Bar Chart of 1930-1949 Tate Art Collection Data

Introduction

What I wanted to explore was where most of the artists that contributed to the Tate Art Collection were originally from who were born between 1930 – 1949. Given that the Tate collection is housed in the UK, I excluded all artists originally from the UK as I was more interested internationally which country had more citizens contribute to the collection. I used RawGraphs.io to create the bar chart visualization to look for any trends or spikes in data that could be interesting to analyze in the fields of history and art history.

Sources

I used the tate-art-data-1930-1949.csv data set found in the shared Google Drive, which delineates the artists born between 1930 – 1949 who contributed to the collection and provides links to their works. I used OpenRefine and Excel for data cleaning and organization and RawGraphs.io for data visualization.

Process

I first uploaded the data into OpenRefine in order to remove variables I wasn’t planning on using for analysis and visualization purposes. I removed all of the artists that were from regions in the UK as they were not important for what I was looking at, as stated above. In terms of variable columns, I kept the “placeofBirth” and “name” columns as those were the variables I was most interested in, but I also kept the “yearofBirth” and “gender” columns just in case I wanted to do any further comparisons. I followed the OpenRefine activity we did in class to make sure I made the data machine-readable and organized. I was trying to see if I could group artists by their country of origin and not have it by city/town, but I couldn’t do it in OpenRefine.

I then exported the edited data to Excel to see if I could fix the data there. In looking at the data, I realized that I would I have to manually change each entry to just list countries as the graphing software would graph each city/town as separate values even if they were located in the same country. I went ahead and did that and also cleared any data points with missing information; I changed the file type of the Excel spreadsheet so that it would work with the graphing software and it resulted in some data loss.

Presentation

I saved everything and uploaded the data to RawGraphs.io to create a bar chart; I looked on Flourish for other graphical displays but none of them worked with what I was trying to visualize, plus a bar graph worked best for what I was analyzing. After creating the graph, I adjusted the width of the graph so that all the x-axis labels were readable, increased padding to create more separation in the columns, and changed the color of the columns. For some reason, RawGraphs would not let me add a y-axis label, but there is an x-axis label at least (placeofBirth). The y values are just the numbers of artists from each country. Because the graph is so big, downloading and embedding it into this webpage distorted the quality and it isn’t super readable. Making the graph bigger also doesn’t help. I tried different methods such as downloading it as a different file and even trying other visualizations tools, but nothing seemed to solve the issue. The countries with the biggest number of contributors were the US, Canada, France, Deutschland, and Italy.

Significance

This project taught me a lot about what really goes into creating data visualizations that are used in bigger digital humanities projects. With my approach, it’s important to take note of the process of condensing the dataset to the variables you actually want to use. For me, that was the process that took the most time as I had to make sure all the data variables and values were labelled appropriately so that the visualization would come out like I wanted. However, the process is essential for focusing on the idea one wants to study and makes the visualization process a lot easier.

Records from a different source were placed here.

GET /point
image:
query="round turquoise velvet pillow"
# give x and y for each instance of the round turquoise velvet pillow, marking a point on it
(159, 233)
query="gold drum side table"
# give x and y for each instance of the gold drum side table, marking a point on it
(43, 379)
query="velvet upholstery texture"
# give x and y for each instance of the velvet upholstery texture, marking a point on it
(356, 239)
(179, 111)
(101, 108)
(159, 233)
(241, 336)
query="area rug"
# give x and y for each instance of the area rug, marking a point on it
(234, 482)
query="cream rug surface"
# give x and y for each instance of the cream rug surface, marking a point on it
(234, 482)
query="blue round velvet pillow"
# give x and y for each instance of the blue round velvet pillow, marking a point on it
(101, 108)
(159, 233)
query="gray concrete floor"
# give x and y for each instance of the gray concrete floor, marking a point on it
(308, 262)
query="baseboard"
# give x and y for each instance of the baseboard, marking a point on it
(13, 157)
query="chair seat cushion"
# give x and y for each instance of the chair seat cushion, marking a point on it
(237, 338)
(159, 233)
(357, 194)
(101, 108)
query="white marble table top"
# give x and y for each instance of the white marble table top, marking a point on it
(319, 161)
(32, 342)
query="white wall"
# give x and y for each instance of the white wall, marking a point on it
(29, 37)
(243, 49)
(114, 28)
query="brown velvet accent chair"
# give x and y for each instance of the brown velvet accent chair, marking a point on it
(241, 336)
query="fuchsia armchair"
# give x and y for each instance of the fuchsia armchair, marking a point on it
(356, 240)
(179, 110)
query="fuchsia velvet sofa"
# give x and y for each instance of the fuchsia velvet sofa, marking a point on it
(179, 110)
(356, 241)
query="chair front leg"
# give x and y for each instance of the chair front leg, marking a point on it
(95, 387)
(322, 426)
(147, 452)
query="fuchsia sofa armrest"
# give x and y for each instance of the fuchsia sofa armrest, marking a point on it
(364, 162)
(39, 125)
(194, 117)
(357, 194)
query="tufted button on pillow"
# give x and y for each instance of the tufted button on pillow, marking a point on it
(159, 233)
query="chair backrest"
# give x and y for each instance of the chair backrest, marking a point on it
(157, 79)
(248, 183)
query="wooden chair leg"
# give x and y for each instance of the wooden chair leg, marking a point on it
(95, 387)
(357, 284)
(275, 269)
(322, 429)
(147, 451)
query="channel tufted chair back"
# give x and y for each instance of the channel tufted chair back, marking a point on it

I also want to note that even though my visualization is just a simple bar chart, it still remains as one of the best ways to display the topic I was analyzing. I’m sure there are more aesthetic ways to model this data with my particular idea of study, but I still feel that it is important to value readability and interpretation to the general public over appearance. I know my graph isn’t super readable due to the its size and resolution but I’m just saying this generally. There is a balance that can be achieved but for the times that it can’t be reached, I think choosing easy interpretation is better. In reference to mine, I definitely could work on finding more visualization tools that can model what I want to study and result in a higher resolution, more compact graph.

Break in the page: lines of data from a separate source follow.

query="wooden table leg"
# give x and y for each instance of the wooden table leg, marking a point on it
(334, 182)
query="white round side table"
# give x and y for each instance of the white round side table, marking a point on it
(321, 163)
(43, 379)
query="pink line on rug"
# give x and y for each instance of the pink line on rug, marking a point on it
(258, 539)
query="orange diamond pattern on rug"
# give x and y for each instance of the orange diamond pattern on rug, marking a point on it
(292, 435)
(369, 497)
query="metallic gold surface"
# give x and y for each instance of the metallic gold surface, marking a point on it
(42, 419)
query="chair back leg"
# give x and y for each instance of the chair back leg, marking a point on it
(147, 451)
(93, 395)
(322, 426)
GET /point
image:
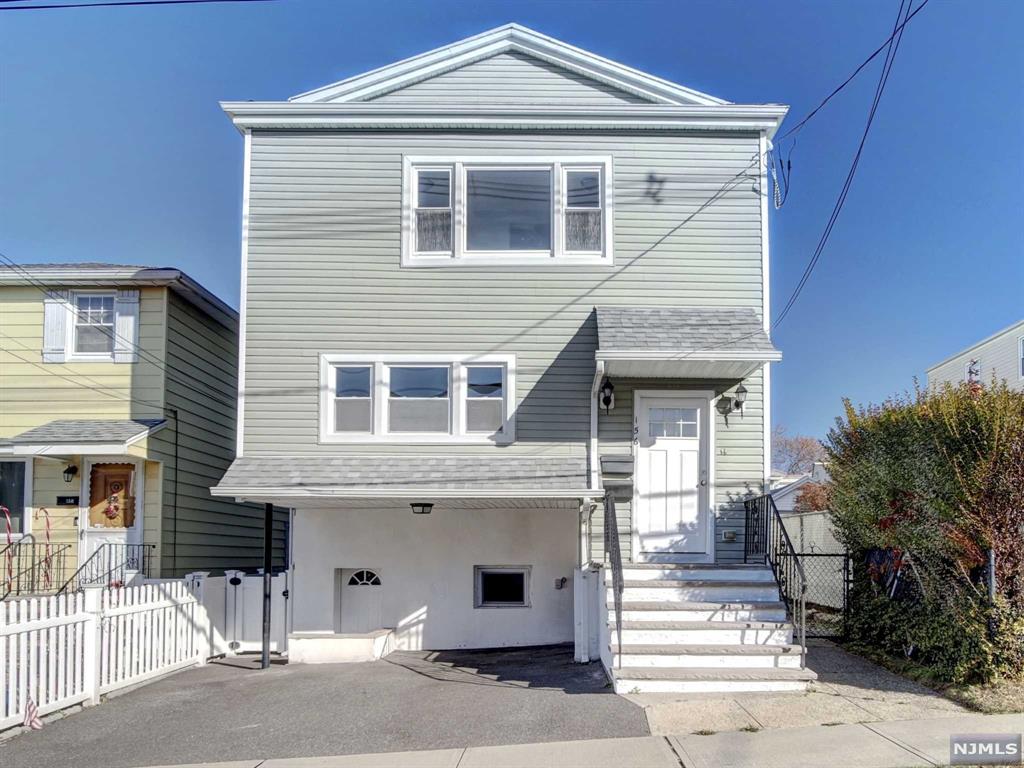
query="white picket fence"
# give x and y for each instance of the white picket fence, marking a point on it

In relation to the digital humanities in general, my project focuses on studying the origins of artists who’ve impacted the world of art through their contributions to the Tate Art Collection. I’m not using any statistical analysis or studying anything scientific but instead charting the distribution of the origins of the Tate collection artists born between 1930 – 1949. I aimed to create an easy-to-understand graph of a historical aspect of the Tate Art Collection, aligning with one of the main objectives of the digital humanities: using innovative tools to create interpretable visual representations of historical data pertaining to the arts, history, and the humanities.